Tenía los ojos cerrados mientras se frotaba el puente de la nariz con los dedos y los labios apretados, mientras el eco de sus pasos llenaba el corredor.

La única distracción que Alan podía encontrar era mirar a través de las estrechas ventanas del pasillo de piedra del palacio, con los cielos grises llenando su mirada hasta la siguiente intersección.

Pero, sin falta, sus pasos giraban en la misma dirección con el mismo ritmo cansado.

Hacia el estudio privado de su hermano, donde los dos caballeros a cada lado de la puerta eran lo bastante fuertes como para protegerlo de casi cualquier amenaza.

Los pasos de Alan se detuvieron a pocos metros de distancia, sus ojos se volvieron hacia la pálida ventana y observaron cómo empezaba a llover.

«Hermano, ¿cómo reaccionarás a esta noticia…?

Si te pones en contra de Ryuji, ¿qué debería hacer?»
—¡Alto!

Diga su nombre y el motivo de su visita…

¡Ah, Duque Alan!

El Rey está descansando en estos momentos.

Alan conocía a esos guardias; la pareja los había protegido a él y a su hermano desde que eran adolescentes, ya no eran caballeros novatos con gran potencial.

Ahora, eran ancianos y héroes del reino.

—Mis disculpas, Duque Alan.

Si es tan amable, el Rey despertará en breve.

Alan les hizo un gesto para que se apartaran, y sus ceños se fruncieron aún más cuando Alan pasó de largo.

—¿Duque, no lo entiende?

—Debo ver a mi hermano.

Es de suma importancia…

—suplicó Alan mientras llamaba a las pesadas puertas, cuyas bisagras de metal evitaban que retumbaran con cada golpe.

Los dos guardias se miraron, pero no hubo respuesta.

Alan suspiró al darse la vuelta.

—No pasa nada, asumiré toda la culpa.

De repente, una voz apresurada llegó desde el interior, junto con el sonido de ropa siendo recogida a toda prisa.

Alan se detuvo ante la repentina conmoción.

—¡Vamos, lo entendemos!

—dijo un guardia, acercándose a él mientras su arrugada palma presionaba el pesado metal de la puerta—.

Entre, Duque Alan, puede que tenga la bendición del Rey…

Al instante siguiente, una mujer semidesnuda, de hermosa piel oscura y cubierta de marcas de besos, salió corriendo por la puerta.

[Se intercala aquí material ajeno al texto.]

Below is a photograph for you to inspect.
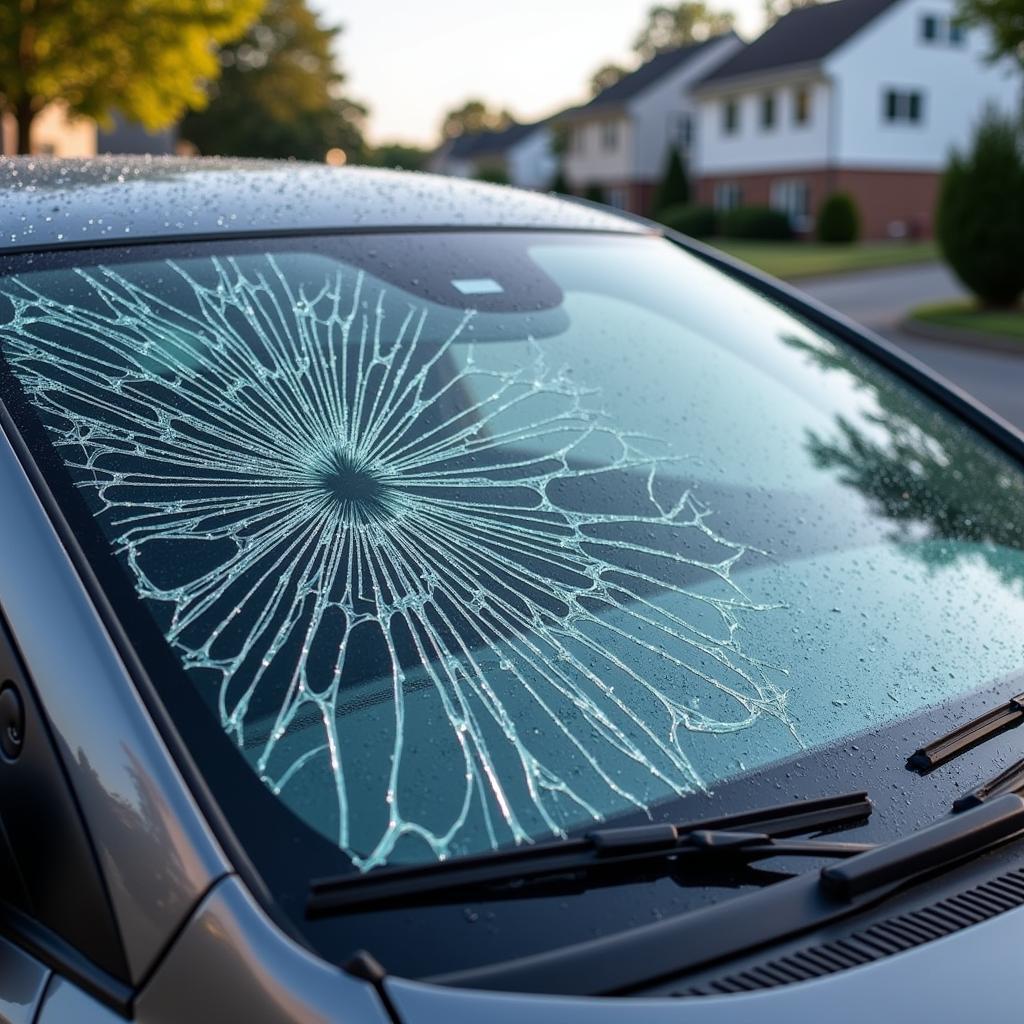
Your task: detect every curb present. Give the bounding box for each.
[897,316,1024,355]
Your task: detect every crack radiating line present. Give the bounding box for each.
[0,256,792,869]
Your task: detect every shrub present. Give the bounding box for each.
[653,146,690,219]
[936,111,1024,306]
[818,193,860,243]
[657,203,718,239]
[720,206,793,241]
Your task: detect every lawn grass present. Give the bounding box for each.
[910,301,1024,344]
[711,239,939,279]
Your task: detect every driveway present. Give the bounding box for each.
[799,263,1024,429]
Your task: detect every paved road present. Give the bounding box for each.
[801,263,1024,428]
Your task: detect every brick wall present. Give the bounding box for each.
[696,168,939,240]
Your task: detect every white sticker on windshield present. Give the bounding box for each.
[452,278,505,295]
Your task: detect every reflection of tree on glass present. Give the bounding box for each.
[781,335,1024,588]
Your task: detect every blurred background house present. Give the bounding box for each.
[561,32,742,215]
[693,0,1021,239]
[0,100,97,157]
[427,119,558,190]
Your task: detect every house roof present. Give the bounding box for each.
[447,121,545,160]
[700,0,897,86]
[565,32,733,116]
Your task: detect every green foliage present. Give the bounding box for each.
[817,193,860,242]
[936,111,1024,306]
[957,0,1024,68]
[633,0,733,60]
[0,0,263,153]
[763,0,822,26]
[549,164,572,196]
[653,146,690,219]
[441,99,515,138]
[365,142,430,171]
[181,0,366,160]
[720,206,793,241]
[657,203,718,239]
[590,62,629,96]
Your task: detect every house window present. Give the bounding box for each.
[669,114,693,150]
[793,85,811,125]
[722,99,739,135]
[714,181,743,210]
[771,178,811,231]
[921,14,967,46]
[882,89,925,124]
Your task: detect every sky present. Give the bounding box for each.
[311,0,762,145]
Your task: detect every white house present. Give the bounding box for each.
[694,0,1022,239]
[429,119,558,190]
[561,32,742,214]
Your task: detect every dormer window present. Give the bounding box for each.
[722,99,739,135]
[793,85,811,125]
[921,14,967,46]
[882,89,924,124]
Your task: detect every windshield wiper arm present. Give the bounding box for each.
[953,758,1024,812]
[906,693,1024,774]
[424,795,1024,995]
[306,793,871,918]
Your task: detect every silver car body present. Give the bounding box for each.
[0,158,1024,1024]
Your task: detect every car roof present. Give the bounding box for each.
[0,157,647,253]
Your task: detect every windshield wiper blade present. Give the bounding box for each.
[423,795,1024,995]
[953,758,1024,813]
[821,794,1024,899]
[306,793,871,918]
[906,693,1024,774]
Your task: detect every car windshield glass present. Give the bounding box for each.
[0,231,1024,870]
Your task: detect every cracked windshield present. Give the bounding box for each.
[0,231,1024,870]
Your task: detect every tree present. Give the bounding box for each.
[590,62,629,96]
[633,0,733,60]
[366,142,430,171]
[0,0,263,153]
[441,99,515,138]
[181,0,366,160]
[653,146,690,217]
[958,0,1024,68]
[764,0,822,26]
[936,111,1024,307]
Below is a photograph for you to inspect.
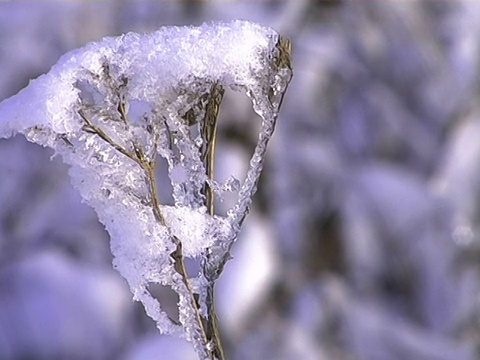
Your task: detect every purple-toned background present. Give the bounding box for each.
[0,0,480,360]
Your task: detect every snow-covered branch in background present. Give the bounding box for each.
[0,21,292,359]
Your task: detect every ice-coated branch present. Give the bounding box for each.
[0,21,292,360]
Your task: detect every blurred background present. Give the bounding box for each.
[0,0,480,360]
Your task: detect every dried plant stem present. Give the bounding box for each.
[201,83,225,360]
[79,111,221,360]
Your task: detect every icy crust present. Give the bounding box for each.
[0,21,291,354]
[0,21,278,135]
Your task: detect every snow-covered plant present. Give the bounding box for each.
[0,21,292,359]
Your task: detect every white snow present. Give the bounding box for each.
[0,21,291,358]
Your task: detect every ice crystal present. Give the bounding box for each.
[0,21,291,358]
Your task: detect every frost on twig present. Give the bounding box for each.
[0,21,291,359]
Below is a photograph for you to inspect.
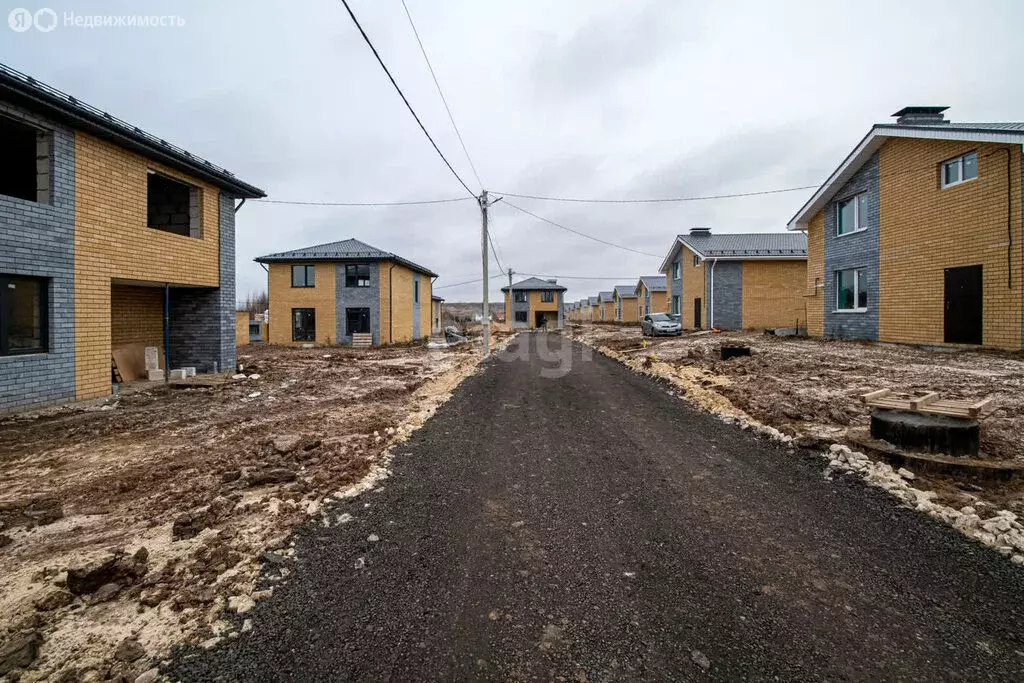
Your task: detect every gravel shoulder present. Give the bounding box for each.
[167,334,1024,681]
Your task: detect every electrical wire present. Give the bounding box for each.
[401,0,483,188]
[250,197,474,207]
[341,0,476,197]
[495,185,820,204]
[504,200,664,259]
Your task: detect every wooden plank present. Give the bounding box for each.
[860,389,892,403]
[967,396,995,418]
[910,391,939,411]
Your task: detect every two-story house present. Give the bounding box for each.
[0,66,265,412]
[256,239,437,345]
[502,278,565,330]
[788,106,1024,349]
[611,285,640,323]
[662,227,808,330]
[634,275,669,321]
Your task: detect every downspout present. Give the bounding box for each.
[708,258,718,330]
[164,283,171,384]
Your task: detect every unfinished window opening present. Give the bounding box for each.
[0,117,51,204]
[146,171,203,239]
[292,265,316,287]
[345,263,370,287]
[292,308,316,342]
[0,274,47,355]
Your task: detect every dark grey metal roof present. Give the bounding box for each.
[615,285,637,299]
[253,240,437,278]
[0,63,266,199]
[679,232,807,260]
[633,275,669,292]
[502,278,565,292]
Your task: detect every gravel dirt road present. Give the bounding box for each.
[166,334,1024,681]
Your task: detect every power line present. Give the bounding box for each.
[250,197,473,206]
[433,272,505,290]
[496,185,820,206]
[341,0,476,197]
[505,200,662,259]
[401,0,483,187]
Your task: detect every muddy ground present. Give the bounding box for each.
[0,345,479,681]
[572,325,1024,513]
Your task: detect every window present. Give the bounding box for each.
[0,275,47,355]
[345,263,370,287]
[345,308,370,337]
[942,152,978,187]
[836,193,867,234]
[292,308,316,341]
[836,268,867,310]
[292,265,316,287]
[146,171,203,239]
[0,117,50,204]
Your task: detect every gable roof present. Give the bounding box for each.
[502,278,566,292]
[253,239,437,278]
[660,232,807,272]
[0,65,266,199]
[633,274,669,293]
[786,114,1024,230]
[614,285,637,299]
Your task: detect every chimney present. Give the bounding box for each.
[893,106,949,126]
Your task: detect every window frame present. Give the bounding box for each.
[0,273,50,357]
[836,190,868,238]
[345,263,373,289]
[833,266,870,313]
[292,263,316,290]
[292,306,316,344]
[939,150,980,189]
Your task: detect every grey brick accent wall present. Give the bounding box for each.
[334,263,383,344]
[701,261,743,330]
[823,152,879,340]
[168,193,236,373]
[0,102,75,413]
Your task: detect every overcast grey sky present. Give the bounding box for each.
[0,0,1024,301]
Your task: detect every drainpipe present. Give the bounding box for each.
[164,283,171,384]
[708,258,718,330]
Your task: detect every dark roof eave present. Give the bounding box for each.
[0,70,266,199]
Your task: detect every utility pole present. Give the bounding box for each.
[477,189,490,358]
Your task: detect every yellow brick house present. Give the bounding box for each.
[788,106,1024,349]
[256,239,439,345]
[0,65,265,412]
[502,278,565,330]
[662,227,807,330]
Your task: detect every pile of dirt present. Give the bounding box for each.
[0,345,478,681]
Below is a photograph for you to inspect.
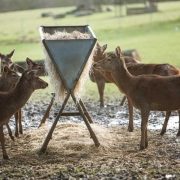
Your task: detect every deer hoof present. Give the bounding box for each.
[15,132,19,137]
[160,131,166,136]
[10,136,15,141]
[139,145,146,151]
[3,154,9,160]
[128,127,134,132]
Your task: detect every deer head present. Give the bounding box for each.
[20,70,48,90]
[93,43,107,62]
[1,66,19,91]
[0,49,15,70]
[93,47,124,72]
[26,57,45,76]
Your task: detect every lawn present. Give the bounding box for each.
[0,2,180,100]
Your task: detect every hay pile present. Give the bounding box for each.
[44,31,94,102]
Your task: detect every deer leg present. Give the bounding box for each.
[6,124,14,141]
[18,109,23,134]
[120,96,126,106]
[128,98,134,132]
[14,111,19,137]
[0,126,9,159]
[160,111,171,136]
[96,81,105,108]
[140,109,149,150]
[177,110,180,136]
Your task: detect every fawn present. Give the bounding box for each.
[0,70,48,159]
[0,50,44,140]
[89,43,141,107]
[94,47,180,150]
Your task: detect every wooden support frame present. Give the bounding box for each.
[39,25,100,153]
[39,92,100,154]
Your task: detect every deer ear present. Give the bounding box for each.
[96,42,100,48]
[102,44,107,52]
[116,46,121,57]
[26,57,33,65]
[7,49,15,58]
[9,63,15,70]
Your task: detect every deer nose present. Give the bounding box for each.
[93,63,97,68]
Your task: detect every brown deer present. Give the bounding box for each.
[14,57,44,137]
[0,70,48,159]
[89,43,141,107]
[94,47,180,150]
[0,66,19,140]
[93,46,180,135]
[0,50,44,140]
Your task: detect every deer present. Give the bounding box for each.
[0,70,48,159]
[89,43,141,108]
[94,47,180,150]
[93,45,180,136]
[0,66,19,141]
[0,50,44,140]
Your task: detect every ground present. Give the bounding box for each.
[0,100,180,179]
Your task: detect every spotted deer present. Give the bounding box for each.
[94,47,180,150]
[0,50,44,140]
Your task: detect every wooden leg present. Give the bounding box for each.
[38,93,55,128]
[39,93,70,154]
[160,111,171,135]
[177,110,180,136]
[6,124,14,141]
[79,99,93,123]
[128,99,134,132]
[71,93,100,147]
[120,96,126,106]
[18,109,23,134]
[140,109,149,150]
[96,80,105,108]
[14,112,19,137]
[0,126,9,159]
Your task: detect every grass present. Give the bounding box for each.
[0,2,180,99]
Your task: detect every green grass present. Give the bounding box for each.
[0,2,180,100]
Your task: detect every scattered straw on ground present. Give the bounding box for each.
[44,31,94,102]
[0,123,180,179]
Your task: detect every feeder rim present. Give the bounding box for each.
[39,25,97,41]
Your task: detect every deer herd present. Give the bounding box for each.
[0,43,180,159]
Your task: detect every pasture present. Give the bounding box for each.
[0,2,180,179]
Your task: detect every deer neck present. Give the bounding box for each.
[112,60,133,95]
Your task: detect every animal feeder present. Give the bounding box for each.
[40,25,100,153]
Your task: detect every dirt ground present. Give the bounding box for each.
[0,99,180,180]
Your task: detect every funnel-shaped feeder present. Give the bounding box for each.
[40,25,100,153]
[40,25,97,90]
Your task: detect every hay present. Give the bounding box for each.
[44,31,94,102]
[0,123,180,179]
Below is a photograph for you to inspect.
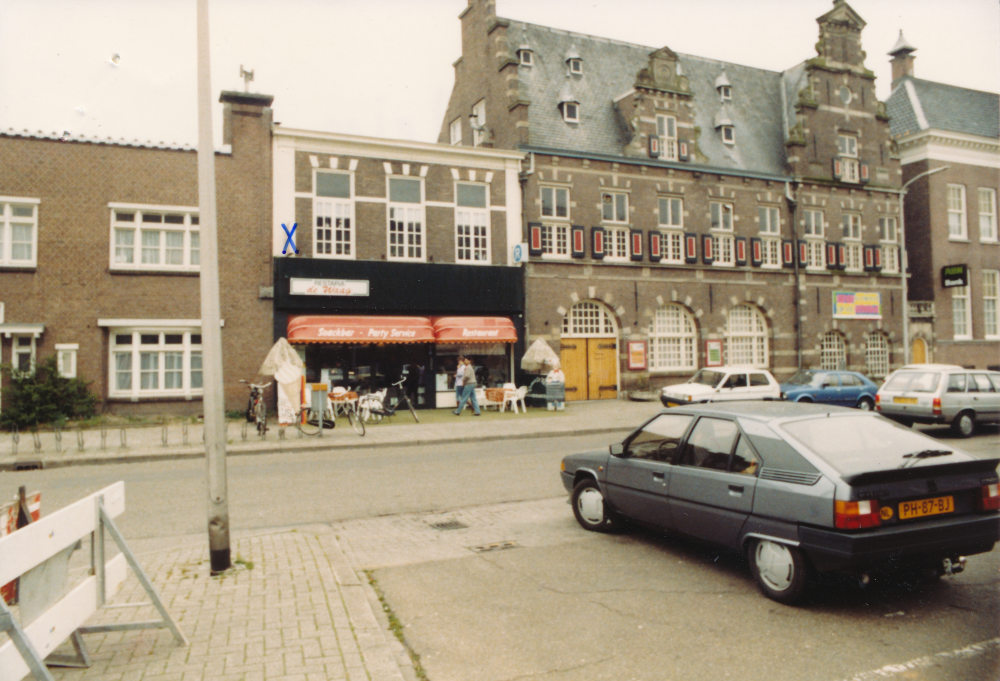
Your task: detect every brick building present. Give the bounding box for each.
[0,92,272,414]
[887,32,1000,369]
[439,0,904,399]
[269,127,524,408]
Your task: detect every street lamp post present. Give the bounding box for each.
[899,166,951,364]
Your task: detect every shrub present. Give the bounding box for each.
[0,356,97,429]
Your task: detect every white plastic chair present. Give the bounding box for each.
[503,385,528,414]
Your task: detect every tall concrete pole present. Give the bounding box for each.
[198,0,232,574]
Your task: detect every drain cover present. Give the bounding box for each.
[469,541,517,553]
[431,520,468,530]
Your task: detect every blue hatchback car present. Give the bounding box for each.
[781,369,878,411]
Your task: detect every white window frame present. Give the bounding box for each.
[601,191,629,225]
[712,233,736,267]
[538,185,570,220]
[757,206,781,234]
[455,182,492,265]
[951,286,972,340]
[108,326,204,402]
[657,196,684,229]
[725,303,770,369]
[312,170,358,260]
[0,196,41,269]
[983,270,1000,340]
[708,201,736,232]
[56,343,80,378]
[945,184,969,241]
[802,208,826,237]
[819,331,847,371]
[108,203,201,272]
[542,223,570,260]
[649,303,698,373]
[865,331,889,378]
[385,175,427,262]
[656,114,677,161]
[977,187,997,244]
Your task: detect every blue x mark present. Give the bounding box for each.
[281,222,299,255]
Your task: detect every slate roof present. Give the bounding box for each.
[507,20,798,176]
[886,76,1000,139]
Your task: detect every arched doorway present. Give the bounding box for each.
[559,301,618,402]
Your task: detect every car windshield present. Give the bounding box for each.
[787,371,816,385]
[779,414,968,475]
[884,371,941,393]
[688,369,726,388]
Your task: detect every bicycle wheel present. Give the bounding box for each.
[347,407,365,437]
[295,409,319,435]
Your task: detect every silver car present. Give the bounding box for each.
[875,364,1000,437]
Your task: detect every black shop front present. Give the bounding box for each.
[274,258,524,408]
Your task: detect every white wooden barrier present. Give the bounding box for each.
[0,482,187,681]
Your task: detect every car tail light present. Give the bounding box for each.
[833,499,882,530]
[976,482,1000,511]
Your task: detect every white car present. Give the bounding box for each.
[660,366,781,407]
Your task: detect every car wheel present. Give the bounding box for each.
[572,478,611,532]
[749,539,808,605]
[951,411,976,437]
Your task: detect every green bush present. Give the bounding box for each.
[0,356,97,429]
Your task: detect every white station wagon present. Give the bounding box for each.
[660,366,781,407]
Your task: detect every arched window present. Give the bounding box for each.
[819,331,847,371]
[726,304,768,368]
[562,301,618,337]
[649,305,697,371]
[865,331,889,378]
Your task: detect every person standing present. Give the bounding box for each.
[452,357,479,416]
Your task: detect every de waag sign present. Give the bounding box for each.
[941,265,969,288]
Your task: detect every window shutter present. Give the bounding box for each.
[826,241,837,270]
[629,229,642,262]
[736,236,747,265]
[528,222,542,255]
[590,227,604,260]
[570,225,587,258]
[684,234,698,265]
[649,135,660,158]
[649,232,663,262]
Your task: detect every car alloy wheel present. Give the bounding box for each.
[572,478,611,532]
[750,539,807,604]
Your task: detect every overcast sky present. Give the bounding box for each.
[0,0,1000,146]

Sus ojos se posaron en Alan antes de apartar la mirada; apretó los labios con fuerza y se escabulló en la noche, cada vez más deprisa, como si quisiera escapar de la mirada de Alan.

«Eh…

Supongo que, después de todo, eligió a mi hermano».

—¿Quién me ha interrumpido?

—dijo una voz malhumorada desde el interior de la habitación.

Alan entró con el rostro inexpresivo.

La cabeza somnolienta de su hermano asomó por las cortinas de su cama tamaño king, con sus mechones dorados desordenados por el sueño o quizá, como Alan sospechaba, tenía más que ver con la mujer…

Él era diferente a Ryuji.

Al rey nunca le importaba el placer de la mujer.

Esto se sentía como una amarga realidad para Alan, pero conociendo las costumbres de su hermano, la mirada de Alan se suavizó al ver los desordenados mechones dorados.

Sus ojos se centraron en el cuerpo falto de músculos, una señal visible de la vida relajada de su hermano bajo constante protección.

—Hermano, perdóname por molestarte, pero tengo noticias importantes.

—Los ojos de Alan se encontraron con los de su hermano, cuya pálida piel se ocultaba en la oscuridad mientras Alan se volvía hacia la puerta.

—Tus guardias…

—Mjm, por supuesto.

¡Hombres, cierren la puerta y usen magia de amortiguación!

—gritó su hermano dando las órdenes.

Pronto, Alan sintió cómo la magia caía sobre el marco de la puerta como un manto mágico.

Los sonidos alrededor de Alan se amortiguaron mientras él avanzaba, con los ojos fijos en la ventana, viendo los mismos cielos grises por tercera vez.

—Hermano, es sobre Liana.

—¿¡Eh!?

¡¿Qué pasa con mi amada Ángel?!

Si algo le ha pasado, yo…

—No…

no es eso, pero ha aparecido alguien que puede ayudarla con su maldición…

—¡…!

—El rey emitió un sonido extraño, pero Alan no miró, sus ojos continuaron fijos en la lluvia gris que de repente se volvió más brillante, mientras una presión incómoda apretaba la ropa de Alan contra su piel.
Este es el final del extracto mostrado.